Grady gathers up a full trash bag. “I have to go upload some discussion questions for one of my summer classes, but then I’ll start over.” He shakes his head, like that’s the last thing he wants to do. “My friends rented scooters and are tooling around Milan tonight on a guided street food tour. And instead I’m here, destroying a business that’s been in my family for generations.”

“Why don’t I try making the next batch?”

He looks sincerely grateful. “By all means.” He places a hand on her shoulder and playfully says, “You can’t do worse than I did.” As he lifts it off, his fingers graze her neck every so slightly, and Amelia finds herself holding her breath. She doesn’t exhale until he’s gone.

She sits down on the couch and cues up a video from the Emery Thompson website called Ice Cream 101. Just as it starts playing, she gets a text from Cate.

Hey. Any chance you can come down here for a sec?

Shoot. Terrible timing. Amelia presses Pause and types back Why? Are you slammed?

No. I want you to try this lipstick!

Amelia doesn’t feel like she can tell Cate no. So she slips out and hurries down to the stand.

She’s a few feet from the door when she hears the girls squealing and laughing and singing along to the radio. Amelia’s relieved everything’s okay, though she feels a little pang of jealousy, at how much fun they’re having without her.

But her heart sinks as she steps inside. Cate has the stand radio turned up loud enough that customers have to shout their orders over the music. The trash can is overflowing, the order windows are greasy with fingerprints. No one is looking at her chore chart, that’s for sure.

Amelia could stay down here and clean up the mess before returning to the farmhouse. But she did just promise Grady that she’d get to work on the ice cream. That’s just as important, if not more so, than what’s happening down at the stand. Isn’t it?

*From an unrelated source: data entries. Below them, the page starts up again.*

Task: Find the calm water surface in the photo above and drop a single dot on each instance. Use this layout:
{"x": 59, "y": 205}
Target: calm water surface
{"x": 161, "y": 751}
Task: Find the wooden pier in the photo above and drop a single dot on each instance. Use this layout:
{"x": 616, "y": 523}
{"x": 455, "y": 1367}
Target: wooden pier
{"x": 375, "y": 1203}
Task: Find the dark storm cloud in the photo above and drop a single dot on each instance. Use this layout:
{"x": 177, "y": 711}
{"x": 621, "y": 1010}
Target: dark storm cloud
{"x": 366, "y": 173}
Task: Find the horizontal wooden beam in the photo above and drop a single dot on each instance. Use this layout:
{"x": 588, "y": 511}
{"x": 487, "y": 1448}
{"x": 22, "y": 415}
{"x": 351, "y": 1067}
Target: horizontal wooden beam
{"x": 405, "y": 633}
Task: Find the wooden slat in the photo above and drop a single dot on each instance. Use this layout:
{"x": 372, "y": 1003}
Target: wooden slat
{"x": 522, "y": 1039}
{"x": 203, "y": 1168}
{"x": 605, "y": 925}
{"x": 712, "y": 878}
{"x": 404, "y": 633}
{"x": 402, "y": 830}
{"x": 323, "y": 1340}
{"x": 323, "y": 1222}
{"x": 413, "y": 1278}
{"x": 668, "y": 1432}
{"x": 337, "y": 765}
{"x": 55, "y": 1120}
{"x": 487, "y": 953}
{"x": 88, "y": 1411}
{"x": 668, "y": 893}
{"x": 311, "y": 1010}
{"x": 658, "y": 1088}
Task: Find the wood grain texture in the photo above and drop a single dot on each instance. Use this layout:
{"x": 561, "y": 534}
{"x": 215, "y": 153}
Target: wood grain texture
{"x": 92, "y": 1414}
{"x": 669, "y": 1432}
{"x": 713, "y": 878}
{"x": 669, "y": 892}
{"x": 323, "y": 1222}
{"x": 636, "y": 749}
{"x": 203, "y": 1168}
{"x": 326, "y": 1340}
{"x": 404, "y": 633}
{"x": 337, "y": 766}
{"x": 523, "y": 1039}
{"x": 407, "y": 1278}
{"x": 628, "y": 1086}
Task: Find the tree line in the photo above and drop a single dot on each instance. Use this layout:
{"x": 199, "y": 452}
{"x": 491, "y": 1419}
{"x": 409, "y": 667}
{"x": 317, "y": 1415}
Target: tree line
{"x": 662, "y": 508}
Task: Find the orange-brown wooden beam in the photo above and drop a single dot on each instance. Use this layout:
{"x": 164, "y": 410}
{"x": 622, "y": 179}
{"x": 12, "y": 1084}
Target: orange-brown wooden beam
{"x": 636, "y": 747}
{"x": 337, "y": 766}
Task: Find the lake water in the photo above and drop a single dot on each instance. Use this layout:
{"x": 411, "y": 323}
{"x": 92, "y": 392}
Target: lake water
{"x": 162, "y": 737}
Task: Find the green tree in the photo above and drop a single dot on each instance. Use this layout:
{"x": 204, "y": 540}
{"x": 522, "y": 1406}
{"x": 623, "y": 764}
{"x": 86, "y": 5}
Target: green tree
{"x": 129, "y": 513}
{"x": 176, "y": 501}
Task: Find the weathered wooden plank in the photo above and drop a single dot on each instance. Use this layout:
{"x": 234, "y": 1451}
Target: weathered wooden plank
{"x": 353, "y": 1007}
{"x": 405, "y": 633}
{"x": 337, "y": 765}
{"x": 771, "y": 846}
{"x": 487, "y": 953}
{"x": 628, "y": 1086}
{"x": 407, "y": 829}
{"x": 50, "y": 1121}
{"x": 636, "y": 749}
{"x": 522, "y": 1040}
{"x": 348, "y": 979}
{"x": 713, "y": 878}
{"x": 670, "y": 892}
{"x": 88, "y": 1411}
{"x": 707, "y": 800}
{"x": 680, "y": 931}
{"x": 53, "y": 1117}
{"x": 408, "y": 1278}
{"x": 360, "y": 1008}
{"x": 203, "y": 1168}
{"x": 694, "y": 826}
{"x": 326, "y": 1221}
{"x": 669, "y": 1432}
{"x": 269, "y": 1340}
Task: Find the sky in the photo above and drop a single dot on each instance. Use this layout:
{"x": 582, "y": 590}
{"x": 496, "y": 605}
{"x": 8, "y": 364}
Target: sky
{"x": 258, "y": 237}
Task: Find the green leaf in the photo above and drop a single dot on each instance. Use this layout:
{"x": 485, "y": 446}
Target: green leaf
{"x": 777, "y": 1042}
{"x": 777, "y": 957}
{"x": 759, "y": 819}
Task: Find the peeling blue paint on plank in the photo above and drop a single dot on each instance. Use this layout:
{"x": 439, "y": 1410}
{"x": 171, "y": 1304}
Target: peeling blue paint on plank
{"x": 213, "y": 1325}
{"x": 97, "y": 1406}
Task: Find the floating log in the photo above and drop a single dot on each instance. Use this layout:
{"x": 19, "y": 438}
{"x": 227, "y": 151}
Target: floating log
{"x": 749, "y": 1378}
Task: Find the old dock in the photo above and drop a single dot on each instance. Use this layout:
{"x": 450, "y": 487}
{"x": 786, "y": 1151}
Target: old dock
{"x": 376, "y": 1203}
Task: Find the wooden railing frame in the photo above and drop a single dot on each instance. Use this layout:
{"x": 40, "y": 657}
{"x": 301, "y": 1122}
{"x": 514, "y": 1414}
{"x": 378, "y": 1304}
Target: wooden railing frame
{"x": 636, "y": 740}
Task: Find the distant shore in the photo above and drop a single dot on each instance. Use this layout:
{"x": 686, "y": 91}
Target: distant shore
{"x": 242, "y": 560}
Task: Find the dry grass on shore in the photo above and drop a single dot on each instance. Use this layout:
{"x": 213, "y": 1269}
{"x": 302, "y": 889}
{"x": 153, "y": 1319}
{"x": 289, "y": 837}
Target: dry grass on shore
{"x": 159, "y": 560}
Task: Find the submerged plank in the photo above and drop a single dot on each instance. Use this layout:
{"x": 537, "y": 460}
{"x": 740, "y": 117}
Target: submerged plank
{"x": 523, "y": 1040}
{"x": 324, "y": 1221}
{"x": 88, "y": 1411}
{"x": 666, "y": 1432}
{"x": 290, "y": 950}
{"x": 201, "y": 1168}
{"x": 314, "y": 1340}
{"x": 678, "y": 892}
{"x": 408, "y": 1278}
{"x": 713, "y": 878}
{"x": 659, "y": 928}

Thankfully, none of the girls even noticed Amelia come in.

Or, just as quickly, slip back out.





CHAPTER TWENTY-TWO


AMELIA TWISTS HER HAIR INTO a tight bun and secures it with an elastic. She selects one of Molly’s aprons, a peach cotton one with tiny embroidered strawberries running along the edges, less for the mess and more for the luck it might bring her.

She begins with a simple batch of vanilla. With the help of the ice cream videos, she can see where Grady’s attempt went wrong, aside from his measuring.

A few places, actually.

He slid in the eggs too fast, into cream that was too hot. And he didn’t allow his base to properly chill before running it through the machine.

Whether she’ll do any better remains to be seen.

Her hands are shaking as she measures out the ingredients she’ll need, but she’s comforted by the fact that Molly Meade didn’t know what she was doing at first either. Amelia knows this for sure. She read it in Molly’s own words.